To find the probability, we need to consider the total number of workers and the number of workers we want to choose.
a) To find the probability of choosing all first-shift workers:
- Total number of workers = 36 + 19 = 55
- Number of ways to choose 5 workers from the first-shift workers = (36 choose 5)
So, the probability of choosing all first-shift workers is given by:
P(all first-shift workers) = (number of ways to choose 5 workers from the first-shift workers) / (total number of workers choose 5)
b) To find the probability of choosing all second-shift workers:
- Total number of workers = 55
- Number of ways to choose 5 workers from the second-shift workers = (19 choose 5)
So, the probability of choosing all second-shift workers is given by:
P(all second-shift workers) = (number of ways to choose 5 workers from the second-shift workers) / (total number of workers choose 5)
c) To find the probability of choosing six first-shift workers:
- Total number of workers = 55
- Number of ways to choose 6 workers from the first-shift workers = (36 choose 6)
So, the probability of choosing six first-shift workers is given by:
P(six first-shift workers) = (number of ways to choose 6 workers from the first-shift workers) / (total number of workers choose 5)
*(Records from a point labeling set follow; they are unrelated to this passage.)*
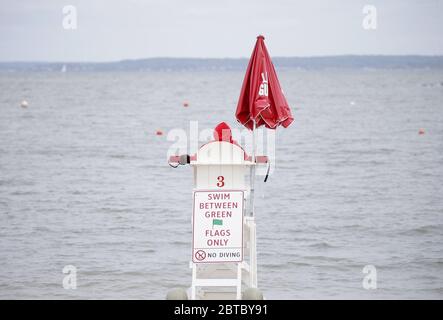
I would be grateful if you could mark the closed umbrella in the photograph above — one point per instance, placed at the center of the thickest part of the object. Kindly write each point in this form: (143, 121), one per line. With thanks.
(261, 101)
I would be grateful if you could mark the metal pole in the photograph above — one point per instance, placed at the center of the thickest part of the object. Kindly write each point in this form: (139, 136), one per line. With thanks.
(253, 169)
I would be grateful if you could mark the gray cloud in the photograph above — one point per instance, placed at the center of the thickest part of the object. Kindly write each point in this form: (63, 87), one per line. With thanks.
(114, 30)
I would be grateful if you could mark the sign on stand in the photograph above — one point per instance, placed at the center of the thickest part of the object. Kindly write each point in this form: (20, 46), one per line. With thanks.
(217, 226)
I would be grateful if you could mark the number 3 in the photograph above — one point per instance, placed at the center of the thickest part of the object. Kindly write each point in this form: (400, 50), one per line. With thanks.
(221, 181)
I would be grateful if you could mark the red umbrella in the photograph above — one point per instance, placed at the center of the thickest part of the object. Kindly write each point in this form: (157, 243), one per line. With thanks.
(261, 98)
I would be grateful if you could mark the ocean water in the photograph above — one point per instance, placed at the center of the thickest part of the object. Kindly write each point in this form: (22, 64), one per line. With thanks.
(84, 181)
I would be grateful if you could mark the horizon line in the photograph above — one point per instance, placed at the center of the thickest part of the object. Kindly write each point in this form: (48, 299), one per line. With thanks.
(226, 58)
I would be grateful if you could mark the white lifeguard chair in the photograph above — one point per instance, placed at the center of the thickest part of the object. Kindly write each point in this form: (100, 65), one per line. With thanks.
(222, 167)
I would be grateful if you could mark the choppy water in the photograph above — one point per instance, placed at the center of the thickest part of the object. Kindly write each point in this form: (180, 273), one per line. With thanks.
(84, 181)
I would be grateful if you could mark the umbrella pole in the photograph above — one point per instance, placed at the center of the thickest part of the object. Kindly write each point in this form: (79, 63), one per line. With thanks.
(253, 169)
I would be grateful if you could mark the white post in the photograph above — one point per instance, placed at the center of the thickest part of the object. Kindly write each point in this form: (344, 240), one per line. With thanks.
(252, 184)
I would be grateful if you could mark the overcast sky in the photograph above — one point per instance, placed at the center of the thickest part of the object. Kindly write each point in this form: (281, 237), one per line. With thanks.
(109, 30)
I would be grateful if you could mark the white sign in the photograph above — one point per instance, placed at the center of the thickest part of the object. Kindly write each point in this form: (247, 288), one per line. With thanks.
(217, 226)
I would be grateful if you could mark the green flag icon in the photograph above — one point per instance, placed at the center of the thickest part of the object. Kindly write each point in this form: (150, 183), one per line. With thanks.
(217, 222)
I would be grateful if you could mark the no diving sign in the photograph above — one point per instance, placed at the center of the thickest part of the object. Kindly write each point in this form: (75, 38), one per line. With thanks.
(217, 226)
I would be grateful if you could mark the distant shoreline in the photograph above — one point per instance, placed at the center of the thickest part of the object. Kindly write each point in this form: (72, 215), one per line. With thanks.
(188, 64)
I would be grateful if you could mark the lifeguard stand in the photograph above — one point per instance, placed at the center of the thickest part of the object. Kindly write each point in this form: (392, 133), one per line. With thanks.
(222, 167)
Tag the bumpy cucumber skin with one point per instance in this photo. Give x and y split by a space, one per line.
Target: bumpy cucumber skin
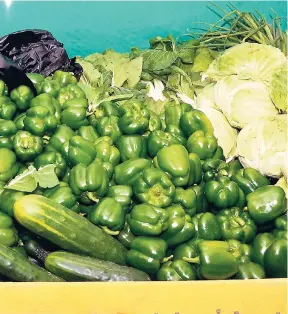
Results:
18 268
35 250
67 229
74 267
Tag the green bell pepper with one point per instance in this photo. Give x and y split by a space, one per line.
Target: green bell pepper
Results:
187 199
159 139
8 199
22 96
260 245
134 117
147 220
132 146
266 203
39 121
195 175
54 158
109 215
8 108
195 120
242 252
174 160
215 260
206 226
8 165
233 167
37 80
180 226
105 109
202 144
176 271
8 233
74 113
176 132
18 120
275 259
108 167
249 180
187 250
64 78
3 89
88 133
50 87
63 195
250 270
201 201
122 194
222 192
68 92
247 268
125 237
173 114
106 151
7 130
236 224
154 122
78 150
146 254
154 187
27 146
214 168
108 126
280 230
92 180
129 171
47 101
62 135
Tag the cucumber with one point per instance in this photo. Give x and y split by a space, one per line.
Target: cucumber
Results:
74 267
18 268
67 229
35 250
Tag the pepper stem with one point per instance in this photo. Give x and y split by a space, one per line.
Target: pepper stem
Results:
111 232
240 221
166 259
92 197
192 260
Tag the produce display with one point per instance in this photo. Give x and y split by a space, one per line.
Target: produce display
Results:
168 163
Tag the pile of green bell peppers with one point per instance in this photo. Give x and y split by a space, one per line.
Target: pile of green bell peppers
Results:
160 185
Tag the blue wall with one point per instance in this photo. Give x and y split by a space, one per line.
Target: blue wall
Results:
85 27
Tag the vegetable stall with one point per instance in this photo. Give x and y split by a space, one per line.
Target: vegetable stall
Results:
162 164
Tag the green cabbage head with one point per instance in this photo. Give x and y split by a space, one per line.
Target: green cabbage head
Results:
243 101
263 145
278 87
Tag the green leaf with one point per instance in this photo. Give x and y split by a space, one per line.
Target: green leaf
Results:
30 178
159 43
156 60
186 51
46 176
91 76
24 182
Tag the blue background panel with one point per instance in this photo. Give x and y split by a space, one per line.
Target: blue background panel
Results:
85 26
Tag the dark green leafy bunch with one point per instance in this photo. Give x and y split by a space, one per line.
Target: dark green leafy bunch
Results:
142 167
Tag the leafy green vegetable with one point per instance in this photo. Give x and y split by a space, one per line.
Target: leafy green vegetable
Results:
28 181
278 88
243 101
248 61
262 145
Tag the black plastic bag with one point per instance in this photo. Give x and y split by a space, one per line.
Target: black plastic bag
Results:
37 51
13 76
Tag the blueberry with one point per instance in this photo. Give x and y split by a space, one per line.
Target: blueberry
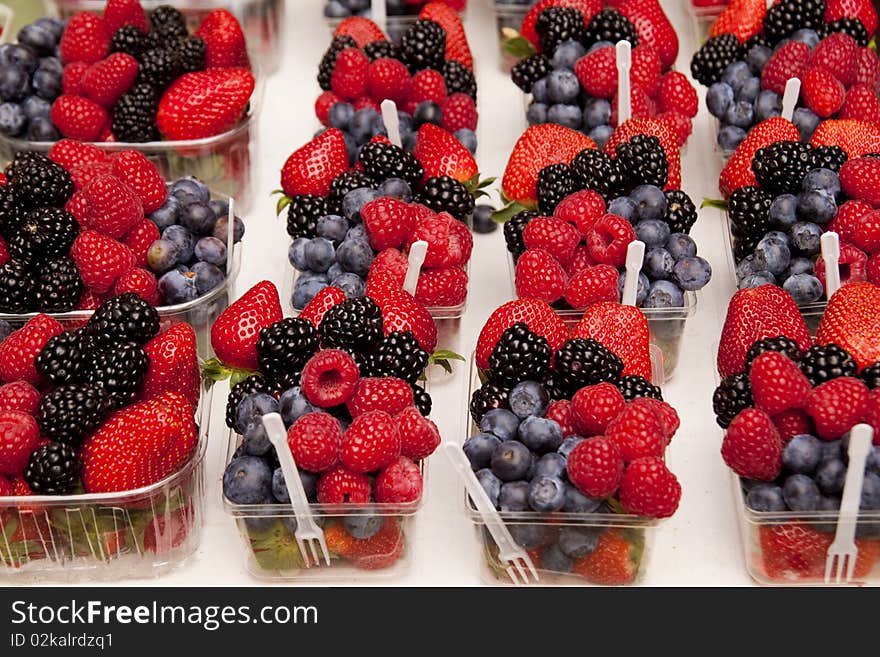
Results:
766 498
247 480
514 496
528 398
500 422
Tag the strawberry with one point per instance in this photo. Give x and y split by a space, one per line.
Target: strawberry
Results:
20 348
235 333
224 40
79 118
311 168
85 39
538 147
174 364
752 447
623 330
537 315
204 103
105 81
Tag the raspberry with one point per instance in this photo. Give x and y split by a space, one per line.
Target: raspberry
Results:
649 489
752 447
609 239
329 378
539 276
370 443
594 407
388 394
837 406
399 483
314 441
595 467
341 486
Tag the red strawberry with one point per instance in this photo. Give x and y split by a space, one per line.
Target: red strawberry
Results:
204 103
235 333
311 168
752 447
174 364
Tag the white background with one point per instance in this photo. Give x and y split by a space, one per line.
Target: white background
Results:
700 545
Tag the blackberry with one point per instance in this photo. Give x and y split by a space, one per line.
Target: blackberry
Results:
38 181
822 363
119 370
328 60
558 24
71 412
780 168
519 355
285 346
17 293
610 25
446 194
126 318
134 115
784 19
732 395
303 213
714 56
62 359
423 45
353 325
384 161
45 233
593 169
529 70
555 182
782 344
53 469
642 161
459 79
583 362
681 213
633 387
58 287
485 398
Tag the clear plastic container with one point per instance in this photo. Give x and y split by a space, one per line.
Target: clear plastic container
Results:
107 536
535 531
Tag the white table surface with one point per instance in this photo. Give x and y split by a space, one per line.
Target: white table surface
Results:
700 545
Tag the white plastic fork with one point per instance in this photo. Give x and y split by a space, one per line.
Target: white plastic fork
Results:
843 552
308 533
517 563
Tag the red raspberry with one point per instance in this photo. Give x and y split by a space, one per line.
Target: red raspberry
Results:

d) To find the probability of choosing four second-shift workers:
- Total number of workers = 55
- Number of ways to choose 4 workers from the second-shift workers = (19 choose 4)
So, the probability of choosing four second-shift workers is given by:
P(four second-shift workers) = (number of ways to choose 4 workers from the second-shift workers) / (total number of workers choose 5)
To calculate these probabilities, we need to use combinations (n choose r) which can be calculated using the formula:
n! / (r! * (n - r)!)
Now, you can substitute the appropriate values into the formulas to find the probabilities for each case.